042 - Trapping Rain Water

Given n non-negative integers representing an elevation map where the width of each bar is 1, compute how much water it is able to trap after raining.

For example,
Given [0,1,0,2,1,0,1,3,2,1,2,1], return 6.

The above elevation map is represented by array [0,1,0,2,1,0,1,3,2,1,2,1]. In this case, 6 units of rain water (blue section) are being trapped. Thanks Marcos for contributing this image!
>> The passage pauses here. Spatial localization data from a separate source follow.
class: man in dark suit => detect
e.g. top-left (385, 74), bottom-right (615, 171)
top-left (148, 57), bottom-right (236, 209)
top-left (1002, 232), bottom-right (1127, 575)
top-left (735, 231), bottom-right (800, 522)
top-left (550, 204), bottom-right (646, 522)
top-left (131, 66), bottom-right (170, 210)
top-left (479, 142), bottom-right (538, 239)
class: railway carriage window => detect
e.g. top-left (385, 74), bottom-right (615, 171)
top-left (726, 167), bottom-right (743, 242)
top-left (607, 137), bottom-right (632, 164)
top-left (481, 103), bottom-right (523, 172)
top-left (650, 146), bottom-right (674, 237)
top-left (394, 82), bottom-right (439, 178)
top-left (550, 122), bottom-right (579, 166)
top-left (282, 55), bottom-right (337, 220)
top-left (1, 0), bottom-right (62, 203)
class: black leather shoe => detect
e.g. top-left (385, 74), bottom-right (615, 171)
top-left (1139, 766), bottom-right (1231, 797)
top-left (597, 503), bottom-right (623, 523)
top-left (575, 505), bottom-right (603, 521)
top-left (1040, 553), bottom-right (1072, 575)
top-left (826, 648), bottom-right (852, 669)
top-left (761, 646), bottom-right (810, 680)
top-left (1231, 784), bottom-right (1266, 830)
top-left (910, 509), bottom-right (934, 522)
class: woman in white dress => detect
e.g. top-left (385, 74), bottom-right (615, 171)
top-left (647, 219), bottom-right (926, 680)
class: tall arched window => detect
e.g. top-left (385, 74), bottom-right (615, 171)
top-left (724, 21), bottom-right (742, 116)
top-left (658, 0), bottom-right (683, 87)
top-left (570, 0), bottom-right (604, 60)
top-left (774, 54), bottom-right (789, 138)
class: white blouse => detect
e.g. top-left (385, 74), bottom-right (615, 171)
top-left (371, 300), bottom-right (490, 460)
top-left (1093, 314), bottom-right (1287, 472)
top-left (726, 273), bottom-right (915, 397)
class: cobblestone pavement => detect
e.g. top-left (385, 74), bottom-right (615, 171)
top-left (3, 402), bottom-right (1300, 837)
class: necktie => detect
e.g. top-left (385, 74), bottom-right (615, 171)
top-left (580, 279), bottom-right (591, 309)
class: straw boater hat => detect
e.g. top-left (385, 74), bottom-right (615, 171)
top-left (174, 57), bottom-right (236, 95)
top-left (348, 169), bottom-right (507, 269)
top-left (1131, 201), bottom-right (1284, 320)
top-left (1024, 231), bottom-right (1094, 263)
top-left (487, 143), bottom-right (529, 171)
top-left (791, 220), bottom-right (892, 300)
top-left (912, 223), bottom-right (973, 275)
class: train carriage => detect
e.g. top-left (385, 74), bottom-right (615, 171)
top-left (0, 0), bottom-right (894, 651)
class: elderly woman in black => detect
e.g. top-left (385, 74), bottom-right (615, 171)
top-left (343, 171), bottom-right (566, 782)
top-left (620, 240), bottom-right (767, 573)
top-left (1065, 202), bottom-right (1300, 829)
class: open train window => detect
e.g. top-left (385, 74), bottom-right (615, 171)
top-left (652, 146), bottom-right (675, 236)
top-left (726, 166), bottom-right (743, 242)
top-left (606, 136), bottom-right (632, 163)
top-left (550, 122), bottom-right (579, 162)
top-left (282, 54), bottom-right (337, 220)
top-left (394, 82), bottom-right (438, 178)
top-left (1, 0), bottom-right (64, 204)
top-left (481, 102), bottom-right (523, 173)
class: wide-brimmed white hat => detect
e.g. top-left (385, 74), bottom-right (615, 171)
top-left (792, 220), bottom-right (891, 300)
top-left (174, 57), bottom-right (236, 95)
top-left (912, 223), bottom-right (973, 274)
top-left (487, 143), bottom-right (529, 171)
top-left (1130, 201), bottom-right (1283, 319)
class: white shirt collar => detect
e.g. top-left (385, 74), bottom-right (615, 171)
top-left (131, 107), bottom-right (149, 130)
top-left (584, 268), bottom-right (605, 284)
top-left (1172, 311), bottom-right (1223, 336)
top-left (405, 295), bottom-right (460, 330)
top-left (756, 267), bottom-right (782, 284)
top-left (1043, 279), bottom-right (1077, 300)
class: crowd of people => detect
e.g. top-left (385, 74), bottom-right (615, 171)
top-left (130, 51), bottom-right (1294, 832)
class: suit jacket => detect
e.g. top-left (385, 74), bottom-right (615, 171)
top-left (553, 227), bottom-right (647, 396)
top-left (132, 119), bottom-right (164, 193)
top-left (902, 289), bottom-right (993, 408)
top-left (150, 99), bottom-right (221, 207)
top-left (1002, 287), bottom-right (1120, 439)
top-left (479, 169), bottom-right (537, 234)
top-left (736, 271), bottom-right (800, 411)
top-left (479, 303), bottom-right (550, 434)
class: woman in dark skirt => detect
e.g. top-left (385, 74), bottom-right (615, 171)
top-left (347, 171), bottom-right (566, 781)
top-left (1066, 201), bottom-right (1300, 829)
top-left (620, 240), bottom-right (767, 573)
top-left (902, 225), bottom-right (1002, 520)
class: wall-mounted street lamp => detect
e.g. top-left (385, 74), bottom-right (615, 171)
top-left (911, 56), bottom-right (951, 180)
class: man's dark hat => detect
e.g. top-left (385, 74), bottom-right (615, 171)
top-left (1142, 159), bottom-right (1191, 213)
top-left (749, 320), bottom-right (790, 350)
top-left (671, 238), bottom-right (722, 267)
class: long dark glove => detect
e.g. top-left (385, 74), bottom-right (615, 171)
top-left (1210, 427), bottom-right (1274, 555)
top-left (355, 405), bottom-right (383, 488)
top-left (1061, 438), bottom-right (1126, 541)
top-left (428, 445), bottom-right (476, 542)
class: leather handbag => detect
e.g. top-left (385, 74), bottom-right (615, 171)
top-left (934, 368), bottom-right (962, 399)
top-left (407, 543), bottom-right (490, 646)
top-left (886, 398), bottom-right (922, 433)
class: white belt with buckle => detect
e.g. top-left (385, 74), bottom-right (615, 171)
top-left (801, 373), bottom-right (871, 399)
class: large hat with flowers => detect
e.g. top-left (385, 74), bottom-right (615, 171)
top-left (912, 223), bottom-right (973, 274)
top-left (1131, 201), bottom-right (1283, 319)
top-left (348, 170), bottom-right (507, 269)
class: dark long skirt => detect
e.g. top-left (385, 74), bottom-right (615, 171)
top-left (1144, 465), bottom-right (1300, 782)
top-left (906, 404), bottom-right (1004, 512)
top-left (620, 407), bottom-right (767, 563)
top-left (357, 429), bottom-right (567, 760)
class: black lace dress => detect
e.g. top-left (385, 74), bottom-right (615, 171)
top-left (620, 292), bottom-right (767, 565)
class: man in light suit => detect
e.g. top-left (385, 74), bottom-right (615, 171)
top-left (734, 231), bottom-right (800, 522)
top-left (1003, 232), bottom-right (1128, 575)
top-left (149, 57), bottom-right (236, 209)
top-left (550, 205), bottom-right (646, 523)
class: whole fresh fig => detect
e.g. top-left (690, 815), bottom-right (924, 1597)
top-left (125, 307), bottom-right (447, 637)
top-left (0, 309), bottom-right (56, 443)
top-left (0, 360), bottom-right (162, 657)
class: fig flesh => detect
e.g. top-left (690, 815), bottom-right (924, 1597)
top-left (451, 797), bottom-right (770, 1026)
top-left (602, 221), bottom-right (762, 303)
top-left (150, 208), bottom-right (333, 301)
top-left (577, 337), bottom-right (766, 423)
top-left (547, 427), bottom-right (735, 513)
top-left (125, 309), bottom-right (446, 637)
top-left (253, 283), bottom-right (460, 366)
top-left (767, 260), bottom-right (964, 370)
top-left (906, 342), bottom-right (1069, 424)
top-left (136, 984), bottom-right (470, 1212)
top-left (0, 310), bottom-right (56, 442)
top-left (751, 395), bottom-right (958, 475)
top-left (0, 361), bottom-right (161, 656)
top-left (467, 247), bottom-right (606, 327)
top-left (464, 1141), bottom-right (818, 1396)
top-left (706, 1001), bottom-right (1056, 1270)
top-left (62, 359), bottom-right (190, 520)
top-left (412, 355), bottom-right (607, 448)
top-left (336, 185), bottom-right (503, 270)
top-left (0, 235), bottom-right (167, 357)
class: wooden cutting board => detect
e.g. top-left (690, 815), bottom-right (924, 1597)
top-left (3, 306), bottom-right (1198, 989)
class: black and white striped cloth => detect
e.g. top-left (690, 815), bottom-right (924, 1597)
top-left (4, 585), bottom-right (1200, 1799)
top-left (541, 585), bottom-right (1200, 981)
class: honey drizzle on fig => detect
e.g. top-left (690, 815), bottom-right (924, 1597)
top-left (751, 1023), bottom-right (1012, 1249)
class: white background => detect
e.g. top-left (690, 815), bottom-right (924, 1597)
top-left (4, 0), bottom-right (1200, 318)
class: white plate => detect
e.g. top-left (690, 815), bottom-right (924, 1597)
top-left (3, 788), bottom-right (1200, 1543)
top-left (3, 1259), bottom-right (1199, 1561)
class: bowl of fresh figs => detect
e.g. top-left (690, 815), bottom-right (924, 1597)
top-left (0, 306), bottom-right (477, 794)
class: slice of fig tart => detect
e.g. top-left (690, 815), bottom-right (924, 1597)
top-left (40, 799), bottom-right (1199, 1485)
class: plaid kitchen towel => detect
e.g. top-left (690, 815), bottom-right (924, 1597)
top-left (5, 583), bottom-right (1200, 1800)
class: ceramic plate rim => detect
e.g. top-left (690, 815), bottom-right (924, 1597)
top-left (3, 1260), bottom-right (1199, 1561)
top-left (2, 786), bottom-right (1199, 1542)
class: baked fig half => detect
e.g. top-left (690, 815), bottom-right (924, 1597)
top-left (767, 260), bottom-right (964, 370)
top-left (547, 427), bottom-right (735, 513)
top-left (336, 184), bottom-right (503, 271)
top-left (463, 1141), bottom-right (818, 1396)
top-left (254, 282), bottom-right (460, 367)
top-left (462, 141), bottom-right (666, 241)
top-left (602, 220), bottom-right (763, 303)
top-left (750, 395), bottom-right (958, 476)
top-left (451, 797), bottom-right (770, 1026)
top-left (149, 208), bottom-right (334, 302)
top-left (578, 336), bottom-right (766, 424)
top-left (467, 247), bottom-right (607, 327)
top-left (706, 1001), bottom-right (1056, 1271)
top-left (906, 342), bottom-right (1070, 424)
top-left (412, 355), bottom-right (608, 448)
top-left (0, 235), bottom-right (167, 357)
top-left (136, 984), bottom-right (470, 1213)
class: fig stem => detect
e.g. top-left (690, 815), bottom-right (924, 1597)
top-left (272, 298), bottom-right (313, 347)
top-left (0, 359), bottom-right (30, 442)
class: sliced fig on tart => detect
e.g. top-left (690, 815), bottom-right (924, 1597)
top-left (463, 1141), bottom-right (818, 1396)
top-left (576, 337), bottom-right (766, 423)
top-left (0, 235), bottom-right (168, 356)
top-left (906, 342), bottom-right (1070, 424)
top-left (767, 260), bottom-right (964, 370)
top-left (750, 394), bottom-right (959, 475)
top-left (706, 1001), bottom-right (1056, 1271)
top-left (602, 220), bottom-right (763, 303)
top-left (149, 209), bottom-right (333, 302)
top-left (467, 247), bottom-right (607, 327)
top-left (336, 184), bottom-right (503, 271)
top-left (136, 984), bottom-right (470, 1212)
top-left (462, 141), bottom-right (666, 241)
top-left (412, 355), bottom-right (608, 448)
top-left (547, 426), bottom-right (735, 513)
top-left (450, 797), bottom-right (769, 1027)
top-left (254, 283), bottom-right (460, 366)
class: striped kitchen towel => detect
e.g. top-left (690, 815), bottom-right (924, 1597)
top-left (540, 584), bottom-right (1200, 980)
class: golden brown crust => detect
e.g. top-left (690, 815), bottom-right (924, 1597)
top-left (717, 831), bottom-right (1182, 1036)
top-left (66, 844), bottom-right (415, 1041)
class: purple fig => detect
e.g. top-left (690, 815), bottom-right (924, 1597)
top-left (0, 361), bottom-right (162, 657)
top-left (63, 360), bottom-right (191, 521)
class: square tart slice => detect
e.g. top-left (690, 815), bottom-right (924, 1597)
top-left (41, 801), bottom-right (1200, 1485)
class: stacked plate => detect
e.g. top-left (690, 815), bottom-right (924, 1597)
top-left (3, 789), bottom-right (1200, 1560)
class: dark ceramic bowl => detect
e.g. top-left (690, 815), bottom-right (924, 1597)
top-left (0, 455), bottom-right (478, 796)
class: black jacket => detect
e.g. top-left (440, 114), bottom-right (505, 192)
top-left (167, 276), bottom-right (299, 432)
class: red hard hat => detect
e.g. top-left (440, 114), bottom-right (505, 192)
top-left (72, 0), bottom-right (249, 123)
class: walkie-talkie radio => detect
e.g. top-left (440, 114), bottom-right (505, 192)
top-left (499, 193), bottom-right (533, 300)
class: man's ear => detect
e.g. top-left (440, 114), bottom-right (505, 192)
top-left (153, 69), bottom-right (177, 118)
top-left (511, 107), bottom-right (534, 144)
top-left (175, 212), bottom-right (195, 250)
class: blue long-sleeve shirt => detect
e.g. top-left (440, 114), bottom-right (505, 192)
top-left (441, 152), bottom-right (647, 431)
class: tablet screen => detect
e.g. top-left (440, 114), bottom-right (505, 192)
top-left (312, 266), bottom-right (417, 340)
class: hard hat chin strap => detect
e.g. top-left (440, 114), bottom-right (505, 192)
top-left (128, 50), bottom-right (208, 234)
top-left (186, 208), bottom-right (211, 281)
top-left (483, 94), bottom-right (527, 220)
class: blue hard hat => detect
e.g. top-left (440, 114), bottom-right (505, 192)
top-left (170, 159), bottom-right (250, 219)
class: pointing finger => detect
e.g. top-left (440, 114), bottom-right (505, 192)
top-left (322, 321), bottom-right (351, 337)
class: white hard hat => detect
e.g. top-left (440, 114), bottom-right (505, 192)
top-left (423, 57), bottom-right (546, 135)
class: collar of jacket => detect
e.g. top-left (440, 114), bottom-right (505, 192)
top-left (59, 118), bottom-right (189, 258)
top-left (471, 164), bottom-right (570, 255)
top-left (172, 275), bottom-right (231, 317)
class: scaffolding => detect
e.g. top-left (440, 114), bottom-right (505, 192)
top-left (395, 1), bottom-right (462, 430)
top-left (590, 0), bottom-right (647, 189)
int findleft(int *height, int size, int loc)
{
	if (height[loc - 1] <= height[loc]) return -1;
	else return loc - 1;
}

int findright(int *height, int size, int loc)
{
	int i, right = -1;
	for (i = loc + 1; i < size; i++) {
		if ((height[i] > height[loc]))
			if (right < 0)
				right = i;
			else if (height[i] > height[right])
				right = i;
		if (height[right] >= height[loc - 1]) break;
	}
	return right;
}

int trap(int* height, int heightSize) 
{
	int i, j, left, right;
	int ret = 0;
	for (i = 1; i < heightSize - 1; i++) {
		left = findleft(height, heightSize, i);
		right = findright(height, heightSize, i);
		if (left >= 0 && right > 0) {
			int h = height[left] < height[right]? height[left]:height[right];
			for (j = left + 1; j < right; j++) {
				ret += h - height[j];
			}	
			i = right;
		}
	}

	return ret;
}